La relación seguía. Las noches compartidas, los mensajes entre reuniones, los silencios que sabían a ternura. Pero también seguía el secreto. La discreción. El pacto tácito de no revelar nada.
Sofía lo aceptaba, pero no lo entendía.
Cada vez que Gabriel la tomaba de la mano en la intimidad, ella sentía que todo era real. Pero cada vez que pasaban uno junto al otro en la oficina sin mirarse, sin saludarse como algo más que colegas, algo dentro de ella se quebraba un poco.
No era que quisiera exhibirse. No era que buscara aprobación. Era que no quería esconderse. No quería sentir que su amor era algo que debía ocultarse como si fuera vergonzoso.
Una tarde, mientras tomaba café con Renata en su departamento, no pudo más.
—¿Te ha pasado alguna vez que estás con alguien y todo parece perfecto… pero hay algo que no termina de encajar?
Renata la miró con atención. Sofía no solía hablar así. No sin haberlo pensado mucho antes.
—¿Gabriel?
Sofía asintió.
—La relación sigue. Nos vemos, compartimos cosas, hablamos. Pero no quiere que nadie sepa. No quiere que lo digamos. No quiere que lo vivamos fuera de las paredes de mi casa.
Renata frunció el ceño.
—¿Y te ha dado alguna razón?
—Dice que no quiere complicaciones. Que el ambiente laboral. Que la gente habla. Pero todo suena a excusas. A miedo. Y yo… yo empiezo a sentirme sola. Como si estuviera viviendo algo que él no quiere vivir del todo.

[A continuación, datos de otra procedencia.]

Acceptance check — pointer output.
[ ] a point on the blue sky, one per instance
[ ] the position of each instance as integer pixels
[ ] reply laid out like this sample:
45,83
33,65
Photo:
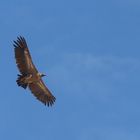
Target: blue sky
90,52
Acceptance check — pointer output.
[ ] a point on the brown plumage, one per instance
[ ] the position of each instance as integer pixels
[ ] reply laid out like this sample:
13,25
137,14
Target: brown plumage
30,77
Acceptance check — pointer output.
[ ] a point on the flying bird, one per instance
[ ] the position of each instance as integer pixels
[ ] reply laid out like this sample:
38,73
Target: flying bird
29,75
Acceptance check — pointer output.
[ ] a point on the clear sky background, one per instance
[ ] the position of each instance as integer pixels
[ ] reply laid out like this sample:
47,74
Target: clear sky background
90,51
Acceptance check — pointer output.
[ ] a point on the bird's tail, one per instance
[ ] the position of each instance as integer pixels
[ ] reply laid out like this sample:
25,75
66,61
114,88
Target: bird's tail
20,81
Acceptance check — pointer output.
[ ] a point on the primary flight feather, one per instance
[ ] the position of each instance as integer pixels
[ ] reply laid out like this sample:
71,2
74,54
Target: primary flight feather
29,75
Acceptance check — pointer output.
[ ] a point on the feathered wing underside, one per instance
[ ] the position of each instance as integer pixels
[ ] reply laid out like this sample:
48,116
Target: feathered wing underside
42,93
23,57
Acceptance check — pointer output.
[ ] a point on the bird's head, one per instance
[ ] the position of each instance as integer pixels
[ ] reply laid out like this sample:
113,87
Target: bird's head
42,74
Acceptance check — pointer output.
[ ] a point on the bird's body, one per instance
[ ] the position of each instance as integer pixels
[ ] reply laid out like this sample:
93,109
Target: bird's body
29,76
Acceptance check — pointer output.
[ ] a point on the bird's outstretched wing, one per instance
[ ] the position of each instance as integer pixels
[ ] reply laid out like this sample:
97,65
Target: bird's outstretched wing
42,93
23,57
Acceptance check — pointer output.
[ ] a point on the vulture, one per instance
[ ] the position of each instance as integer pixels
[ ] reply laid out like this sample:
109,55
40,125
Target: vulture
29,75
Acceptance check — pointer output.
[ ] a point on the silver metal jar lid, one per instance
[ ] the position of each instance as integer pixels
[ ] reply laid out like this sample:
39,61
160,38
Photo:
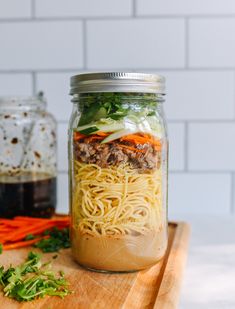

Renata se acercó, le tomó la mano.
—Sofía, eso no es normal. No tiene nada de malo querer compartir lo que estás viviendo. No estás pidiendo una declaración pública. Solo estás pidiendo verdad. Y eso es legítimo.
Sofía bajó la mirada. Sus ojos se llenaron de una tristeza silenciosa.
—A veces siento que soy la única que está enamorada. Que él está conmigo, pero no quiere estar “conmigo”. No sé si me explico.
—Te explicas perfectamente. Y te entiendo. Porque cuando alguien te ama, no te esconde. No te borra. No te convierte en un paréntesis.
Las palabras de Renata se quedaron flotando en el aire. Sofía las sintió como una revelación. Como una confirmación de algo que ya sabía, pero no se atrevía a nombrar.
—No quiero presionarlo —dijo Sofía—. Pero tampoco quiero seguir fingiendo que esto me basta.
Renata asintió.
—Entonces no lo finjas. No te calles. No te borres. Si él no puede darte una razón clara, entonces mereces hacerle la pregunta que no quiere responder.
Esa noche, Sofía se quedó sola en su departamento, mirando el techo como si buscara respuestas en la textura de la oscuridad. Pensó en Gabriel. En sus gestos. En sus silencios. En la forma en que la miraba cuando estaban solos, y en cómo evitaba hacerlo cuando había otros cerca.
Y entonces lo supo: no quería seguir esperando.
Empezó a imaginar cómo sería decirlo. No con un anuncio. No con una escena. Solo con naturalidad. Con verdad. Con la libertad de tomar su mano en público. De sonreír sin miedo. De no tener que esconderse detrás de correos impersonales y saludos neutros.
Pensó en llegar a la oficina y saludarlo como lo haría con alguien que ama. Pensó en Renata, en cómo la miraría con complicidad. Pensó en no tener que inventar excusas cada vez que alguien preguntaba por sus fines de semana.
Pensó en vivir su amor sin sombras.
Y mientras el reloj avanzaba, la idea se fue apoderando de ella. No como una fantasía. Como un plan.
No sabía cómo reaccionaría Gabriel. No sabía si él estaba listo. Pero ella sí.
Porque amar también es elegir. Y Sofía estaba lista para elegir la luz.